# Am I crazy?



## fishfinder05 (Jun 25, 2011)

I am moving to charelston sc area this spring and im looking into buying a boat. I'm not new to boats but new to saltwater boating. Around here an 18ft boat is very common for the rivers and they can get pretty rough. What I'm wanting is a smaller boat that I can go hit the nearshore reefs on. In general they are between 3-10 miles out. I would also lik to take the occasional trip offshore for some trolling and dropping. I've been looking at a Mako 184 which is an 18ft with 150 Honda. It has a deeper hull than the typical bay boat but it still scares me a little. I just want to keep my friends and family safe.

Thanks


----------



## Too Busy (Sep 7, 2007)

How much experience do you have boating? I've been offshore on some small boats and it can get real scary, real quick.


----------



## Too Busy (Sep 7, 2007)

There are a few highly experienced guys down here that will run small boats out to the ledge (50-55 miles from the rocks). They are very careful to pick their days and only run that far in the middle of a stable weather pattern.

There are a good many more that will take a 17 or 18 foot center console out to the nearshore reef and some that will run out to the Charleston 60. The C-60 is twelve miles out. I've been out there some days when it was table top flat. Other days have started flat, then gone pretty quickly to 5-6 footers at < 5 second period just because the wind was blowing from the southwest during a falling tide.

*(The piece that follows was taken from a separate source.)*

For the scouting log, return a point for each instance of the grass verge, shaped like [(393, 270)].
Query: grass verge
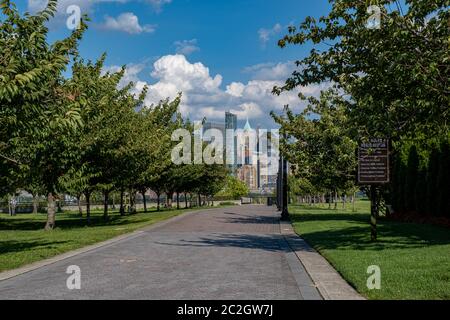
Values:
[(23, 240), (414, 258)]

I'd post up in the fishing match up section on CF.com and go with more experienced guys for a while. There are a lot of good guys down here, willing to share knowledge and experience for a split of the gas/bait and help clening when you get back to the dock.


----------



## HStew (Jan 8, 2009)

Wait till you get down there and see what is best for that area. Personally my next boat will be a" Panga" built on the original plans.


----------



## NC KingFisher (Nov 20, 2011)

If your experienced with boats then that will work but if not go bigger. I have a friend who takes a 19ft triton to the stream


----------



## fishfinder05 (Jun 25, 2011)

Thanks for the reply guys. Im not an super experienced boater by any stretch. I think it's in my best interest to go ahead and spend a lil more for a bigger boat. My plan is to go out with experienced people for a while until I'm comfortable. My main goal is to be able to go on day trips with my son. He is only 3 right now so I have some time to learn the ropes.


----------



## bbcroaker (Jan 6, 2005)

Yes you are crazy!


----------



## Alexy (Nov 1, 2010)

When you ended the first sentance with "i am thinking of buying a boat" I knew then you were crazy..... Like others said I would go ask the boaters who are there what works and go from there.


----------



## Macman (Dec 27, 1999)

Fishfinder05,

My co-worker recently bought boat and we used this site to do some boat homework: http://www.boatus.com/buyer/guide/buyer/finding.asp Very informative with good gouge. Good luck! I remember a rule that I saw on the site from new boat owners lessons learned; they all mentioned that they wished they had picked a boat one size larger.

Macman


----------